In a medium mixing bowl, add all of the ingredients except the chicken and mix until well combined. Add the chicken and stir to coat evenly. Cover with plastic wrap and refrigerate overnight, or up to 24 hours.

Step 2

Heat 1 teaspoon of the ghee in a large skillet over medium-high heat. Add ⅓ of the chicken, making sure not to crowd the pan (Note: do not shake off any marinade). Brown the chicken for 3 minutes on each side. Remove from the pan, set aside and keep warm. Wipe the pan clean with a paper towel. Repeat with the remaining chicken.

Curry
Step 1

Heat the ghee in the same pan after wiping clean with a paper towel. Add the onions and cook for 5 minutes, stirring occasionally while scraping up any browned bits on the bottom of the pan.

Step 2

Add the garlic and ginger and sauté until fragrant, about 1 minute.
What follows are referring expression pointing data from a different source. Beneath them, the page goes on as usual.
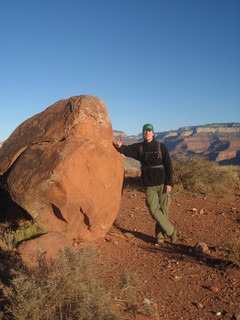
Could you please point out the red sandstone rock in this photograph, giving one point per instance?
(49, 244)
(63, 168)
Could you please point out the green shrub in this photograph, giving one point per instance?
(129, 297)
(61, 289)
(25, 230)
(201, 176)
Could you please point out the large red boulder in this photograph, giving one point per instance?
(61, 168)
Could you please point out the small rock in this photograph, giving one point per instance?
(200, 306)
(201, 247)
(214, 289)
(236, 316)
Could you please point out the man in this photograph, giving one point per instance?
(157, 179)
Add the garam masala, cumin, coriander and turmeric and cook, stirring occasionally, for about 30 seconds until fragrant. Add the tomato purée, chili powder and salt and simmer for 10 minutes, stirring occasionally until the sauce thickens.

Step 3

Remove from heat and carefully transfer the sauce to a blender or food processor and blend until smooth. If needed, add a tablespoon of water at a time to help the sauce blend (up to ⅓ cup).

Step 4

Return the puréed sauce back to the pan and add the milk, sugars and fenugreek leaves; stir to combine. Add the chicken, juices and any remaining marinade to the pan. Cook over low heat and simmer for about 10 to 15 minutes until the chicken is cooked through. Remove from heat and cover to keep warm.

Rice
Step 1

Add all of the ingredients to a mixing bowl and stir until well combined.

Step 2

Serve the rice in bowls and spoon the butter chicken on top. Garnish with fresh cilantro, if desired. Enjoy!